How are 100 billion cells created, each with specific duties? The human brain is evidence that nature can achieve this. Researchers at Linköping University in Sweden have now taken a step closer to solving this mystery.
“Knowledge about the mechanisms that diversify neurons and keep them diverse is necessary in order to cultivate and replace nerve cells in the future,” says Mattias Alenius, Assistant Professor of Neuroscience, who has published his research breakthrough in the current issue of the journal PLoS Biology.
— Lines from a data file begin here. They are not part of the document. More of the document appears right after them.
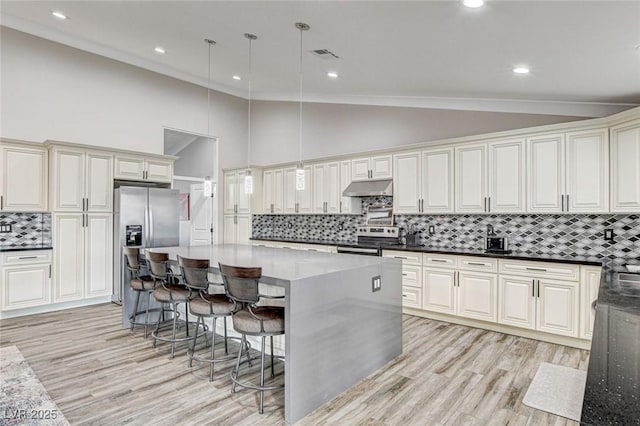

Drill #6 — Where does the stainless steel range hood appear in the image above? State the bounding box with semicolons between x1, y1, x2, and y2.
342;179;393;197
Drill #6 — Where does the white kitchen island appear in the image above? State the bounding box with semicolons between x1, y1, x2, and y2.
151;245;402;423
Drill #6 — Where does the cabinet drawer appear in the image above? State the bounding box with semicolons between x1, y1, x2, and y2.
382;250;422;266
402;286;422;309
2;250;51;265
458;256;498;272
402;265;422;287
498;260;580;281
422;253;458;268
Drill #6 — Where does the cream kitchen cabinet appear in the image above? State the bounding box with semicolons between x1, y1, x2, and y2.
53;213;113;302
262;169;284;214
393;148;453;214
312;161;342;214
114;154;174;183
611;120;640;213
0;140;49;212
49;145;113;212
0;250;51;311
283;165;313;214
351;155;393;181
527;129;609;213
455;139;525;213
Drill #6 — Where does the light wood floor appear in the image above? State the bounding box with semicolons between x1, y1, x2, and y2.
0;304;588;425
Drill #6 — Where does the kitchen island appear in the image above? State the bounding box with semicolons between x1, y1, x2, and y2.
150;244;402;423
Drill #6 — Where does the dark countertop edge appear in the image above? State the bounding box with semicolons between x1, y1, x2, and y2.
0;247;53;253
251;238;603;266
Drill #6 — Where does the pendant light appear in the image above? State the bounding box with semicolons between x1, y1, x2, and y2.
204;38;216;197
296;22;311;191
244;33;258;194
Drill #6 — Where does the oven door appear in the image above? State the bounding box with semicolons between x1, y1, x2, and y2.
337;246;382;256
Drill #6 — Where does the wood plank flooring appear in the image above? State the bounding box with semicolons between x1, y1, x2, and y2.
0;304;588;425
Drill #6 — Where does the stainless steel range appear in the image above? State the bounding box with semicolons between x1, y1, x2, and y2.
338;207;401;256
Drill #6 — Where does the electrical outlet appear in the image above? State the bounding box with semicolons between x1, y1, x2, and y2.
371;275;382;292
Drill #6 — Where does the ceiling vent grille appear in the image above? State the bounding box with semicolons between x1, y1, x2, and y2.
311;49;340;59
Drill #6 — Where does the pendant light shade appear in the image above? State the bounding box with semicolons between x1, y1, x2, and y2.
296;22;311;191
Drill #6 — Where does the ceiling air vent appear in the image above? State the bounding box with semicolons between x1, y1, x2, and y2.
311;49;340;59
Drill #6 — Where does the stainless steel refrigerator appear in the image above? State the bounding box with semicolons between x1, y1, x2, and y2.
112;186;180;328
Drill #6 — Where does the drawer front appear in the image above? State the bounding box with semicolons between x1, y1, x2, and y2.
2;250;51;265
422;253;458;268
402;265;422;288
458;256;498;272
498;259;580;281
382;250;422;266
402;286;422;309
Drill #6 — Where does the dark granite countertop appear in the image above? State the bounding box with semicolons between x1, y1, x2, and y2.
0;246;53;253
581;266;640;425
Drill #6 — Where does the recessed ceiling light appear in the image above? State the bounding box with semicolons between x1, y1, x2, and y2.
462;0;484;8
51;11;69;20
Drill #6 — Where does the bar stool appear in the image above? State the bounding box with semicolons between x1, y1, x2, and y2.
124;247;160;339
178;256;242;382
145;250;207;359
218;263;284;414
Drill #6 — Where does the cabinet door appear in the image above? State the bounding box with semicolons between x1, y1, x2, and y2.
371;155;393;179
84;213;113;297
565;129;609;213
236;215;251;244
0;146;49;212
51;149;85;212
527;135;565;213
312;164;327;213
2;264;51;311
498;275;536;330
611;120;640;213
114;156;145;180
393;152;421;214
422;148;453;213
223;172;238;214
422;268;456;315
536;279;579;337
53;213;85;302
86;152;113;212
457;272;498;322
282;167;297;214
351;158;371;181
145;159;173;183
580;266;602;339
487;139;526;213
455;145;487;213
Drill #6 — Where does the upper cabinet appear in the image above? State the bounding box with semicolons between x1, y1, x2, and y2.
527;129;609;213
351;155;393;181
393;148;453;214
611;120;640;213
50;145;113;212
114;154;174;183
455;139;525;213
0;141;49;212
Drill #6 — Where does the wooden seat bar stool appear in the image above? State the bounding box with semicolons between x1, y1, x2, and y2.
178;256;249;381
145;250;207;358
124;247;160;339
218;264;285;414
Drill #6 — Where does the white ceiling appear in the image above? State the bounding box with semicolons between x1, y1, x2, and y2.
0;0;640;116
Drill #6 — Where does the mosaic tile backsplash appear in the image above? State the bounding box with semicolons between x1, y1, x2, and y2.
0;213;51;250
253;198;640;263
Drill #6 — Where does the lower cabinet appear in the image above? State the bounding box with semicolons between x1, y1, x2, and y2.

Alenius and his research team at the Department of Experimental and Clinical Medicine seek the answer to this pivotal question from a smaller perspective: the fruit fly’s olfactory system.
The humble fly’s olfactory system consists of 1200 olfactory neurons (humans have six million) divided into 34 groups. Each group responds to a particular set of odours, since all the neurons of the group use only one of the olfactory receptors present in the fly’s antennas. Together, the receptors provide the fly with the ability to distinguish between thousands of odours: one olfactory receptor – one neuron group, simple yet complex.
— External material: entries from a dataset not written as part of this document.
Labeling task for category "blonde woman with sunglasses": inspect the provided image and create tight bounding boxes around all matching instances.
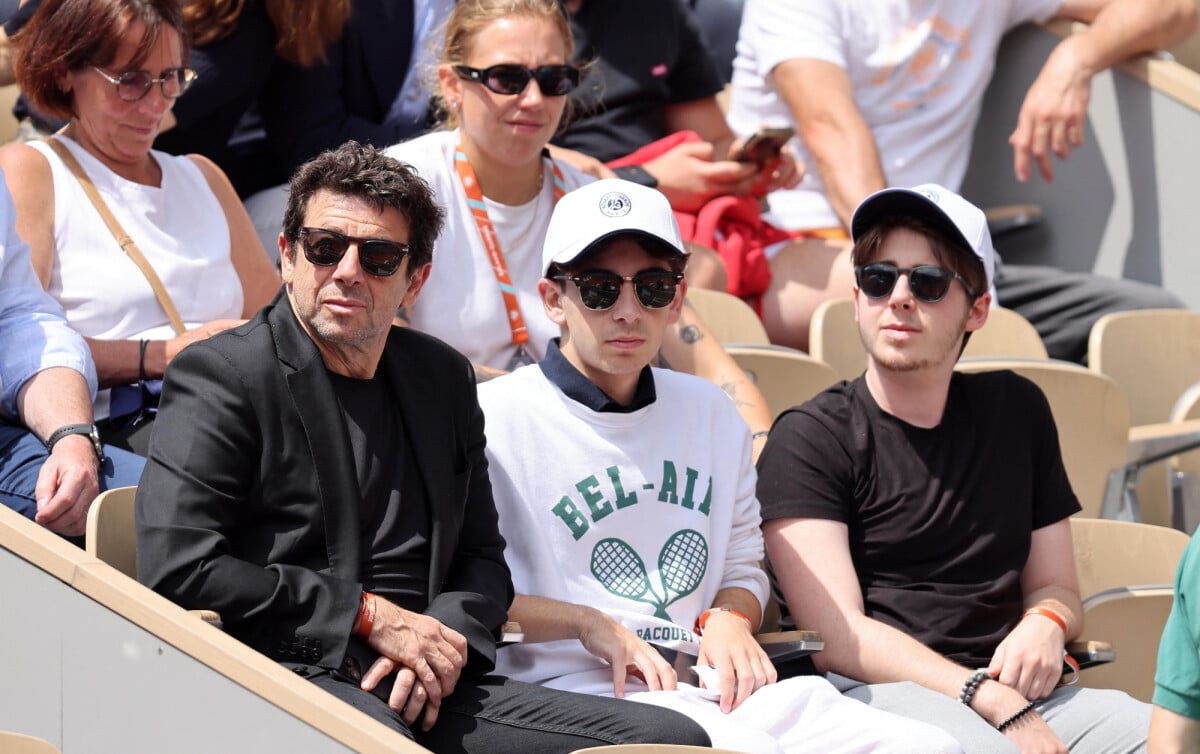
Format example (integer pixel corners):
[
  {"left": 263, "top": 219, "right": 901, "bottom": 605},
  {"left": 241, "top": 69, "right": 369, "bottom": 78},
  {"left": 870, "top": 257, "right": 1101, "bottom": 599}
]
[
  {"left": 0, "top": 0, "right": 280, "bottom": 454},
  {"left": 388, "top": 0, "right": 772, "bottom": 448}
]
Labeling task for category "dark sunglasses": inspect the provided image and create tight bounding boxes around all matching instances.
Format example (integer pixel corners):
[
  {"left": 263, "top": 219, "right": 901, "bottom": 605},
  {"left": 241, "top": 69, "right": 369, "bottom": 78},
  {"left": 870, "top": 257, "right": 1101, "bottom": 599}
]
[
  {"left": 554, "top": 270, "right": 683, "bottom": 311},
  {"left": 300, "top": 228, "right": 410, "bottom": 277},
  {"left": 454, "top": 62, "right": 580, "bottom": 97},
  {"left": 854, "top": 262, "right": 977, "bottom": 304},
  {"left": 91, "top": 66, "right": 197, "bottom": 102}
]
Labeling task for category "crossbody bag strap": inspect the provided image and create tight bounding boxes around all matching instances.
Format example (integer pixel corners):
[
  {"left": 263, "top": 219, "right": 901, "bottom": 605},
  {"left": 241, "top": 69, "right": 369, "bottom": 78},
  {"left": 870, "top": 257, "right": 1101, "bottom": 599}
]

Alenius and his colleagues are the first to go through all of the fruit fly’s 753 gene regulatory genes, called transcription factors. They have identified a set of seven that, in different combinations, are required to create each of the 34 neuron groups in the antenna. A surprising finding is that most transcription factors perform two tasks simultaneously: they can activate odorant receptors’ expression; while at the same time turning off others in the same cell.
Alenius explains, “This is one of the many tricks that are useful to know for the future if you want to make and cultivate each of the many thousands of nerve cell groups that make up our brains.”